Let’s back up just a little and talk about routines and schedules, and what I mean when I use those words. There’s a wide range amongst different moms and different kids. A routine can be pattern of behavior you do regularly, whether it’s the fact that you always feed them yogurt at lunchtime, read two books before bed, or take a walk around the block in the morning. A schedule looks at the clock, whether it be relative time (a bottle every three hours) or “real” time (morning nap at 9AM).
Routines are especially good for babies and young children because it helps them to know what to expect. The world can seem a chaotic and overwhelming place to them, but if they know that the sequence of dim lights, bathtime, pajamas, a bottle, and a story lead to bedtime, it can give them a sense of security and stability. As anyone who has instituted a consistent bedtime routine can attest, it’s amazing how much easier babies will go to sleep once they know what’s coming. The level of precision in your routine is up to you and your kids. Some kids need to have the same story every night, while others don’t seem to mind as long as there’s a story.
A schedule can be a very good thing, though it can be taken to extremes. Some babies are extremely regular, and some require a bit more flexibility. But even if your 10-week-old can’t tell time, you can still use the clock. Again, I come back to bedtime: set it at roughly the same time every night for a week, and watch how quickly your kids will learn to expect it. The same goes for naps and mealtimes in older infants and toddlers. If you consistently put them down for a nap at the same time every day, or feed them lunch at the same time, they will quickly come to expect it.

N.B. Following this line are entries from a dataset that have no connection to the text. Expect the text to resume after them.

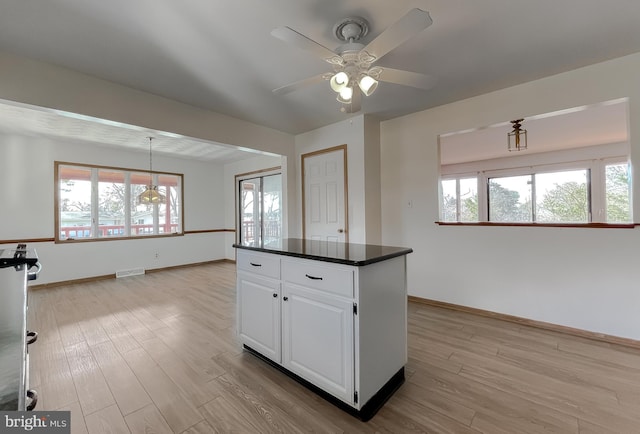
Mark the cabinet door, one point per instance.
(259, 314)
(318, 339)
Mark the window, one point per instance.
(618, 203)
(460, 200)
(553, 197)
(260, 209)
(565, 193)
(95, 202)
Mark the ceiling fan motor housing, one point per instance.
(351, 29)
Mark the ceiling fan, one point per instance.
(352, 61)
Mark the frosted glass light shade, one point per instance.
(345, 94)
(339, 81)
(368, 84)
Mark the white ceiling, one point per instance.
(575, 127)
(40, 122)
(219, 55)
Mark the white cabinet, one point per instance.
(317, 333)
(259, 315)
(258, 306)
(340, 327)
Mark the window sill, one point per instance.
(546, 225)
(139, 237)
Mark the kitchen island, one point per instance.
(331, 315)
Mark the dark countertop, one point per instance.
(340, 253)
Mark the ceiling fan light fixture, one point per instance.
(339, 81)
(367, 84)
(345, 94)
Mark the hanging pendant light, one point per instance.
(151, 195)
(517, 138)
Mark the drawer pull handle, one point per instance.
(313, 277)
(33, 337)
(33, 395)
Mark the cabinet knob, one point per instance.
(32, 337)
(33, 396)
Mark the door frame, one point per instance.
(342, 148)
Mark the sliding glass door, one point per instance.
(260, 212)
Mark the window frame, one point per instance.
(94, 204)
(596, 188)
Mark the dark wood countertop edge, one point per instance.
(354, 263)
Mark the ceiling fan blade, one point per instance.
(412, 23)
(407, 78)
(356, 102)
(299, 84)
(292, 37)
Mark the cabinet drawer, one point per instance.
(260, 264)
(328, 278)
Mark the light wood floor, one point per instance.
(157, 354)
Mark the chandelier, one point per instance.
(151, 195)
(517, 138)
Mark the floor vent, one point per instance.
(130, 272)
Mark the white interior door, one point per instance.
(325, 195)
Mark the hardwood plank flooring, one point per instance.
(157, 353)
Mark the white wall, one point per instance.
(247, 166)
(27, 210)
(46, 85)
(576, 277)
(360, 134)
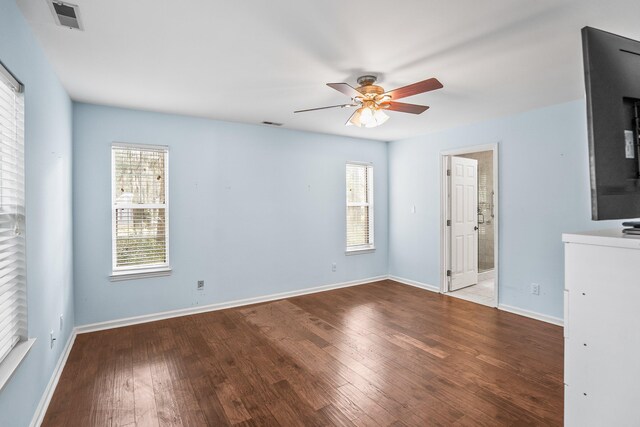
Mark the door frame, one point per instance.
(445, 207)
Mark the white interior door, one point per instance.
(464, 222)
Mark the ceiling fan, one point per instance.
(372, 100)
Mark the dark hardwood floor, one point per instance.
(376, 354)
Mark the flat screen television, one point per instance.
(612, 79)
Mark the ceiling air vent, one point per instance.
(66, 14)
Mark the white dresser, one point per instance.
(602, 329)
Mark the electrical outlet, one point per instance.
(535, 289)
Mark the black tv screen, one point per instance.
(612, 79)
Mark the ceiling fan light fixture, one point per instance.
(368, 117)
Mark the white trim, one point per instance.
(15, 357)
(118, 323)
(531, 314)
(134, 145)
(369, 204)
(444, 214)
(122, 275)
(134, 270)
(364, 250)
(41, 410)
(415, 284)
(486, 275)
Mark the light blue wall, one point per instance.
(253, 211)
(49, 229)
(544, 191)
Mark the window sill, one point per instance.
(360, 251)
(118, 276)
(10, 363)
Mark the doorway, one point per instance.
(469, 224)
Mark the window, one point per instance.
(359, 207)
(140, 210)
(13, 286)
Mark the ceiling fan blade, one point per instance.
(345, 88)
(407, 108)
(414, 89)
(324, 108)
(348, 123)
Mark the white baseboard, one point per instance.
(43, 405)
(415, 284)
(118, 323)
(485, 275)
(532, 314)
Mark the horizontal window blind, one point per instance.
(13, 288)
(140, 222)
(359, 206)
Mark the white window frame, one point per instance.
(16, 355)
(370, 247)
(138, 272)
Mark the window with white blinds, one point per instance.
(140, 208)
(359, 207)
(13, 287)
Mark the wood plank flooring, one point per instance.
(381, 354)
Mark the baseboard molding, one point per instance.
(43, 405)
(118, 323)
(485, 275)
(532, 314)
(415, 284)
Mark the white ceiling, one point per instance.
(254, 60)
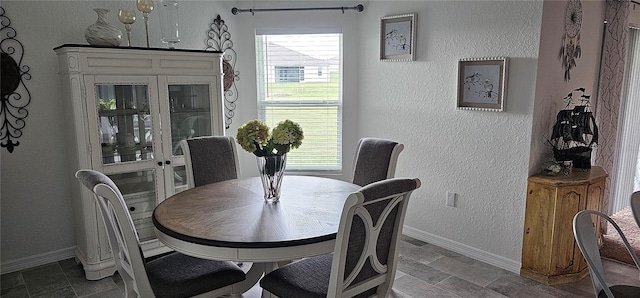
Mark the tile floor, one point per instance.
(424, 270)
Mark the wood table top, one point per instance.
(234, 213)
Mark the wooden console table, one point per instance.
(550, 253)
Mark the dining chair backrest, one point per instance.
(635, 206)
(375, 160)
(123, 238)
(584, 232)
(210, 159)
(368, 240)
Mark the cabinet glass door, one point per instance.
(124, 123)
(190, 112)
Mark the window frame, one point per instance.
(336, 105)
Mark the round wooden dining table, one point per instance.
(230, 220)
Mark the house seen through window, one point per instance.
(299, 77)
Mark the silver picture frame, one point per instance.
(398, 37)
(482, 83)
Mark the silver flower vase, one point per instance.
(271, 171)
(102, 33)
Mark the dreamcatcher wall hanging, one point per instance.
(15, 96)
(570, 50)
(219, 39)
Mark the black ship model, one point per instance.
(575, 132)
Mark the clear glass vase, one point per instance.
(271, 171)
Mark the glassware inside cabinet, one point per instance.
(124, 122)
(190, 109)
(139, 192)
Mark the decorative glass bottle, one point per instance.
(169, 22)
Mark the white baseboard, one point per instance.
(37, 260)
(463, 249)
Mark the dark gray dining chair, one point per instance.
(584, 232)
(171, 275)
(366, 250)
(375, 160)
(210, 159)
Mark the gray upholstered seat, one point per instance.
(375, 160)
(635, 206)
(366, 251)
(171, 275)
(210, 159)
(584, 232)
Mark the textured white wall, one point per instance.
(36, 211)
(481, 156)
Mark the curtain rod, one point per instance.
(236, 11)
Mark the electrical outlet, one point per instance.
(451, 199)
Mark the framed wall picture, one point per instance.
(398, 37)
(482, 83)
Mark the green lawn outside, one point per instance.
(319, 122)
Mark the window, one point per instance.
(289, 74)
(299, 77)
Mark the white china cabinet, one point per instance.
(128, 109)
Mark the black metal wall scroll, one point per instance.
(15, 95)
(219, 39)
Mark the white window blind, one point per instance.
(299, 77)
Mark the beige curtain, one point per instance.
(610, 87)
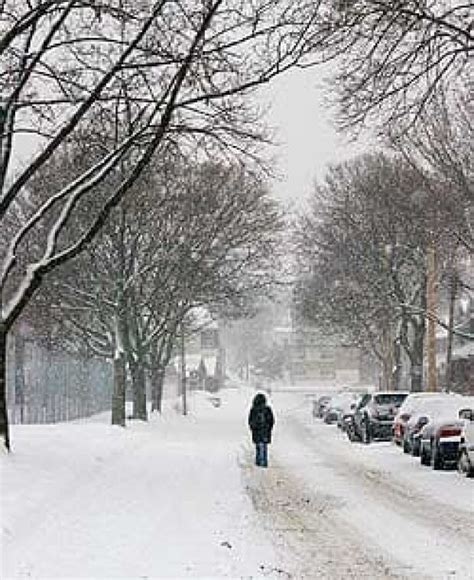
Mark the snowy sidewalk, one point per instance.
(162, 499)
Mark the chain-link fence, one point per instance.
(46, 386)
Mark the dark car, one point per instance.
(319, 406)
(374, 415)
(440, 438)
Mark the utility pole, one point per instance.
(432, 309)
(183, 370)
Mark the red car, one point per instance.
(410, 405)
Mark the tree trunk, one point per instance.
(432, 308)
(397, 352)
(157, 381)
(449, 347)
(416, 360)
(118, 396)
(139, 390)
(4, 430)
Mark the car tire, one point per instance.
(415, 450)
(424, 457)
(436, 459)
(464, 465)
(366, 433)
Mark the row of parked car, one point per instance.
(436, 427)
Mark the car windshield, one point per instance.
(444, 407)
(389, 398)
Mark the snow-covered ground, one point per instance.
(179, 497)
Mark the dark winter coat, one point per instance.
(261, 420)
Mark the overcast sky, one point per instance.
(308, 139)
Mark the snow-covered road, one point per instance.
(342, 510)
(179, 497)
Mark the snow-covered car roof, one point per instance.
(443, 407)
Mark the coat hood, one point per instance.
(259, 400)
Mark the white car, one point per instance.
(466, 446)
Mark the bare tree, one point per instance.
(191, 236)
(362, 248)
(156, 68)
(393, 56)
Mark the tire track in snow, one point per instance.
(311, 539)
(405, 500)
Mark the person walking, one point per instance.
(261, 421)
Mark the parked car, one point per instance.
(347, 408)
(409, 406)
(466, 446)
(374, 415)
(440, 438)
(428, 408)
(337, 407)
(319, 406)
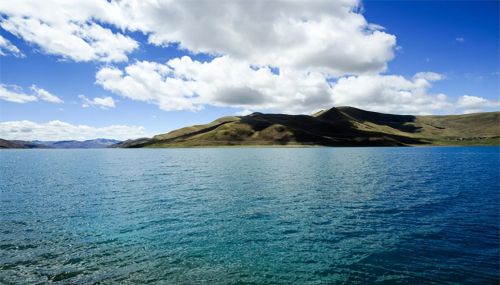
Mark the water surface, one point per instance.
(251, 216)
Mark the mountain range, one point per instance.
(338, 126)
(341, 126)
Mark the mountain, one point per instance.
(96, 143)
(341, 126)
(19, 144)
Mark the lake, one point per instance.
(423, 215)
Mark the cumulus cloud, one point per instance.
(184, 84)
(327, 36)
(45, 95)
(57, 130)
(7, 48)
(15, 94)
(68, 28)
(321, 35)
(391, 93)
(102, 102)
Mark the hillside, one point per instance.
(342, 126)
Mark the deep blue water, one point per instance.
(251, 216)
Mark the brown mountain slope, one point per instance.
(342, 126)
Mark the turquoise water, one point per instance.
(251, 216)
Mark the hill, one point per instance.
(342, 126)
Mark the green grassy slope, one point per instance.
(342, 126)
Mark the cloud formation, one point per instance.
(15, 94)
(102, 102)
(57, 130)
(327, 36)
(320, 35)
(186, 84)
(45, 95)
(68, 28)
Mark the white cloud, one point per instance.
(15, 94)
(473, 104)
(68, 28)
(57, 130)
(391, 93)
(46, 95)
(184, 84)
(102, 102)
(327, 36)
(6, 47)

Why is this such a good thing? Why not keep your kids more flexible and loose? There are arguments to be made both for your kids and for you. For the kids, they will be much less cranky throughout the day if they know what to expect. If they’re not sure whether it’s time to eat or time to sleep or time to play, they get overwhelmed and upset. This is not to say that having a schedule will eliminate all fussiness from your household (ha!), but it should help to keep things predictable for your kids, which will generally help them to be more relaxed and happy.

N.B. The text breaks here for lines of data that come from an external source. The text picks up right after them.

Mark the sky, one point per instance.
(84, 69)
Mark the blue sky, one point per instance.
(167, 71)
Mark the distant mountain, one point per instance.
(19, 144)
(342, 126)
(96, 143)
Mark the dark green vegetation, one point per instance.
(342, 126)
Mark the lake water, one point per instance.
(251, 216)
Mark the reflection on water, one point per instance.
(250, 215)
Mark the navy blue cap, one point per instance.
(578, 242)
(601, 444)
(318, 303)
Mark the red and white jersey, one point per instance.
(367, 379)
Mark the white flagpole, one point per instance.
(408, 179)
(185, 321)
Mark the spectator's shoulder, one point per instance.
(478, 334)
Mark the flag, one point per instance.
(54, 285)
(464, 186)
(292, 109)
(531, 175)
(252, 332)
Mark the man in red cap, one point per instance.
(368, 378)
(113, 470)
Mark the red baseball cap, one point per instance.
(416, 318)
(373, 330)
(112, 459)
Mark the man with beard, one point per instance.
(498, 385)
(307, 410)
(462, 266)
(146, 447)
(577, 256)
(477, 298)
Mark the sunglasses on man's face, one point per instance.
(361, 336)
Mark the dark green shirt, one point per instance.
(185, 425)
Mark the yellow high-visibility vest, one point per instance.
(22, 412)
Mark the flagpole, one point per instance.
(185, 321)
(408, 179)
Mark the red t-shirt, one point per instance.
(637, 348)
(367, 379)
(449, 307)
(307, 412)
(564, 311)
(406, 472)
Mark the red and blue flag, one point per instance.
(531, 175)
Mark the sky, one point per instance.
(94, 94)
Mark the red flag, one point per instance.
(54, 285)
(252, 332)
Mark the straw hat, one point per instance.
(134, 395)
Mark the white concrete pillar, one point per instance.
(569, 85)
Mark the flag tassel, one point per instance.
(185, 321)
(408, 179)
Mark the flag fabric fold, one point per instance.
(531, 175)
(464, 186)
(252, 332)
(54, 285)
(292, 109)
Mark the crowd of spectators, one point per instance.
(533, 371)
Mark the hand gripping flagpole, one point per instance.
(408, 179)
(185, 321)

And, as we all know, happy babies mean happy mommies, and vice versa. While predictability is a very good thing for your children, it is critical for you. You need to know that your kids will take a nap at a particular time (most) every day. You need to know when you’ll have a moment to take a deep breath, to snatch a shower, or to throw in (yet another) load of laundry. You need to know whether it’s a good idea to sign up for that mommy & me class at 2pm, or whether that is likely to be right smack in the middle of naptime. This, too, is why I think that a schedule of some kind is even more important with twins than it is with a singleton. If your singleton baby decides that one day she wants the afternoon nap to be at noon, and another day it’s at 2:30, it’s not quite as big of a deal. You can shift yourself around and do your typical naptime chores a few hours later. But with two babies, I guarantee they aren’t going to make the same shift on the same day. If your two kids don’t have a routine and just take a nap or eat whenever they want to, then you’re most likely going to have at least one baby awake at all times. And that is not a good thing.
Yes, you need to respond to your children’s individual cues, but as we’ve said before (here and here), being a mom of multiples likely means you’re going to have to take charge and perhaps be slightly more rigid and less go-with-the-flow than you may have thought you’d be.

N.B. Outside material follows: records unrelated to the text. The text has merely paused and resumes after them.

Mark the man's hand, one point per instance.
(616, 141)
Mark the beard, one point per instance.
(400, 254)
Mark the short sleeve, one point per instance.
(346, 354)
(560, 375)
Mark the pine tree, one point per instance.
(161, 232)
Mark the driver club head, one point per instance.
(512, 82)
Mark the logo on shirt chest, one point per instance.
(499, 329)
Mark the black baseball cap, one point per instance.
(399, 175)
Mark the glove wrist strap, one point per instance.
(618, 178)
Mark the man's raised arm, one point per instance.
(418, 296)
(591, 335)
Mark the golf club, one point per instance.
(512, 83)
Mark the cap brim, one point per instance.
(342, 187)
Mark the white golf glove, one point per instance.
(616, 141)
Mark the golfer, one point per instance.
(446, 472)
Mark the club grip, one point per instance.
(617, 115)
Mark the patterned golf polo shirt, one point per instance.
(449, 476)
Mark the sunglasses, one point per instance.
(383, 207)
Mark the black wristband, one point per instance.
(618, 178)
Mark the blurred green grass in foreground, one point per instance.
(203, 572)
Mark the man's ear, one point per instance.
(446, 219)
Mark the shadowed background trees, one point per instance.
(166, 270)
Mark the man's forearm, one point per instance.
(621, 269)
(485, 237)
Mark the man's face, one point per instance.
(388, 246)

There are tradeoffs when it comes to sticking to your scheduling guns. Getting your kids used to a particular routine can mean that they might not always do well with a change in routine, though that depends partly on the personality of the child in question. It definitely means that you’re going to find yourself making choices about what you do, or don’t do, based on your child’s routine (nap schedule, in particular). People without kids, or even people with singletons that don’t have a strict schedule, will be annoyed with you. They will tell you you’re over-doing it. You may feel a little constrained, even trapped by the schedule (especially when there are still two naps…).
The benefits, in my opinion, outweigh the drawbacks. You have some idea of how to plan your day, you have some idea of what to expect. Having a well-established routine can really help when things are thrown off, like with travel or illness. Though your kids might be a little “off” in a new location, having the same bedtime routine as you do at home will help them adjust.
And, of course, you can take scheduling too far. Being too rigid is not a good thing. Sometimes you decide a particular event or circumstance is worth it to mess with your routine. Sometimes your kids are just having a “different” kind of day. We’re all people, after all, not programmed robots. Flexibility, as with anything in parenting, absolutely has its place. Sometimes your child will (ahem) get up at 4:45 in the morning, and there’s just no way you’re going to make it to that 8:30 naptime. Sometimes you can’t avoid being out of the house when they need to be in bed. You can try to stretch and keep things as close to “normal” as possible, but you’ll have days where it just doesn’t work. The good thing is that, if the routine is otherwise well-established, they’ll get back on the bandwagon quickly.